In the ARES and RACES areas we find the alternative to conflict in the cooperation and working together of those who have risen above the ancient idea that one 'must' be one dominant over the other. The need to 'dominate' is just one of several modes of human activity. We can work together as 'partners' (as those who cooperate) and achieve much more than by wasting ourselves 'dominating' when we could be using that time and emergy in community activities.
Still, there is still much within us that responds to the 'competitive' elements in life. Millions enjoy the tugs of competitive sports - for instance the Super Bowl. In the Roman Era the competitors would have slain one another, so we have moved upward in consciousness. Humankind efforts to stop the physical wars between nations has increased in this century. Certainly, then, we CAN look beyond the need to dominate, to establish 'rights'. We CAN go beyond the 'need' to have someone 'win' and someone 'lose' to one of working together.

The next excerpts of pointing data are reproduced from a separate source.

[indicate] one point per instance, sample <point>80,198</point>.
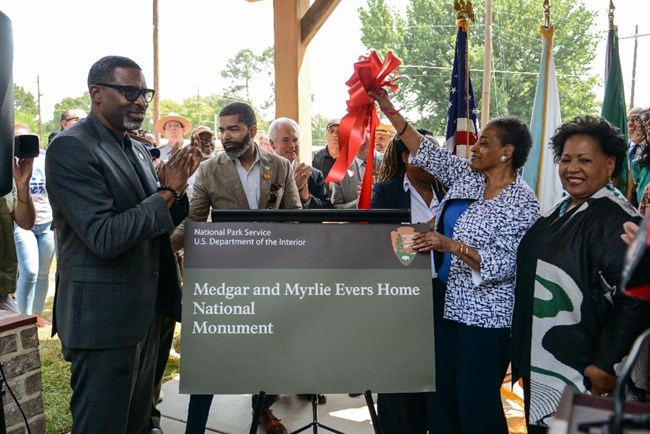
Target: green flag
<point>614,109</point>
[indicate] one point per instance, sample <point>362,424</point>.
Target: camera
<point>26,146</point>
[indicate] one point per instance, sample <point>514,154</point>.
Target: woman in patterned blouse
<point>480,222</point>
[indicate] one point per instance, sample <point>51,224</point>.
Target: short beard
<point>240,149</point>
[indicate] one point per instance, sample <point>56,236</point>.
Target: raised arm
<point>24,212</point>
<point>409,135</point>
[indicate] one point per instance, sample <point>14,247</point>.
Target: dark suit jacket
<point>344,193</point>
<point>318,190</point>
<point>114,255</point>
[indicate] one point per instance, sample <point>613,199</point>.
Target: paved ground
<point>232,414</point>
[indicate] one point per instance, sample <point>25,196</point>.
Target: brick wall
<point>21,363</point>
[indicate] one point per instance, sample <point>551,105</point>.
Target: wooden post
<point>636,44</point>
<point>156,72</point>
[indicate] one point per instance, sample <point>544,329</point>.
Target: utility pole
<point>487,65</point>
<point>38,100</point>
<point>156,78</point>
<point>636,44</point>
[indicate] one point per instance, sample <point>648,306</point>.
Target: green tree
<point>424,39</point>
<point>82,102</point>
<point>25,108</point>
<point>247,72</point>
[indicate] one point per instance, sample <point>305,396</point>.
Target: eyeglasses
<point>273,193</point>
<point>131,93</point>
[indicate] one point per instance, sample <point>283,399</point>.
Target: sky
<point>59,41</point>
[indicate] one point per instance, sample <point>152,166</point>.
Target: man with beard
<point>242,177</point>
<point>116,272</point>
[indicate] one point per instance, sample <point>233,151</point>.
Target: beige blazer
<point>218,186</point>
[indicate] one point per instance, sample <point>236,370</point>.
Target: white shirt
<point>250,181</point>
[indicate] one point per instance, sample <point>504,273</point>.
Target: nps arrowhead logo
<point>401,239</point>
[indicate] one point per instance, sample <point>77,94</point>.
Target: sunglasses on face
<point>131,93</point>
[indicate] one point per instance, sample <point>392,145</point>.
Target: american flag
<point>461,128</point>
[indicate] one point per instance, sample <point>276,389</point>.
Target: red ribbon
<point>370,73</point>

In an article by Frank Cox, titled "Why we do what we do", cooperation rather than a "them-vs-us" attitude was described as "what makes life worth living". He further described how it emerges in disaster response: "as people immediately being trusting, focused on a common good, and sharing an instant good will in the midst of a common disaster. I have seen that the softest things in life are the most enduring: honesty, compassion, caring, forgiveness, the will to help, a hesitancy to harm."
Can we who work in emergency communications afford to do less?